Le Ghana avance d’un cran sur le chemin de la justice historique. Les autorités ghanéennes ont annoncé que l’Allemagne et les Pays-Bas s’apprêtent à restituer près de 2 000 objets culturels emportés durant la période coloniale. Cette annonce est intervenue à l’issue de la Conférence sur la justice réparatrice, organisée du 17 au 19 juin 2026 à Accra.
Selon le ministre ghanéen des Affaires étrangères, Samuel Okudzeto Ablakwa, les ambassadeurs des deux pays européens ont présenté au président John Dramani Mahama un catalogue recensant les artefacts concernés. Bien que les autorités n’aient pas encore dévoilé la liste détaillée des œuvres, elles précisent que ces objets possèdent une valeur historique et culturelle majeure pour le Ghana.
Cette initiative s’inscrit dans un mouvement international de restitution du patrimoine africain conservé dans les musées et institutions occidentales. Pour Accra, il s’agit d’un geste fort en faveur de la reconnaissance des injustices héritées de la colonisation et du retour d’éléments essentiels de l’identité culturelle du pays.
La conférence a également été marquée par un autre acte symbolique. Le ministre danois des Affaires étrangères, Lars Løkke Rasmussen, a présenté des excuses officielles pour l’implication du Danemark dans la traite transatlantique des esclaves. Copenhague a par ailleurs annoncé son engagement à contribuer à la préservation de plusieurs sites patrimoniaux ghanéens, notamment des forts et châteaux liés à cette période sombre de l’histoire.
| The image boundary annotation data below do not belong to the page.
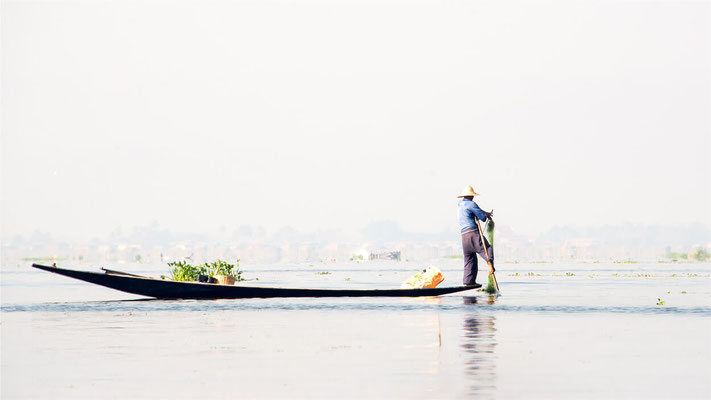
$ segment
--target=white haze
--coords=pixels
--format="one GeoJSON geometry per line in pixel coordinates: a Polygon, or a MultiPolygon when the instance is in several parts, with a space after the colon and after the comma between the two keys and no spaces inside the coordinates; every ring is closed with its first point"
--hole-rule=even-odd
{"type": "Polygon", "coordinates": [[[3,1],[2,238],[711,223],[711,7],[3,1]]]}

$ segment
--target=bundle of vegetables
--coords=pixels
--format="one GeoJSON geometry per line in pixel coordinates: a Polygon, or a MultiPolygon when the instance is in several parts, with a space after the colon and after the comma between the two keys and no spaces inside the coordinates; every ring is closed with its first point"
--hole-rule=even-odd
{"type": "Polygon", "coordinates": [[[437,287],[444,277],[437,267],[427,267],[422,272],[418,272],[409,277],[400,285],[403,289],[422,289],[437,287]]]}
{"type": "Polygon", "coordinates": [[[214,277],[216,275],[232,276],[236,281],[243,281],[242,271],[239,270],[239,259],[236,265],[226,261],[217,260],[211,263],[190,265],[185,261],[169,262],[171,279],[174,281],[197,281],[198,275],[214,277]]]}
Pour les autorités ghanéennes, ces différentes annonces témoignent d’une volonté croissante des anciennes puissances européennes de répondre aux revendications mémorielles du continent africain. Elles constituent également un signal encourageant pour l’accélération du processus de restitution des biens culturels africains dispersés à travers le monde.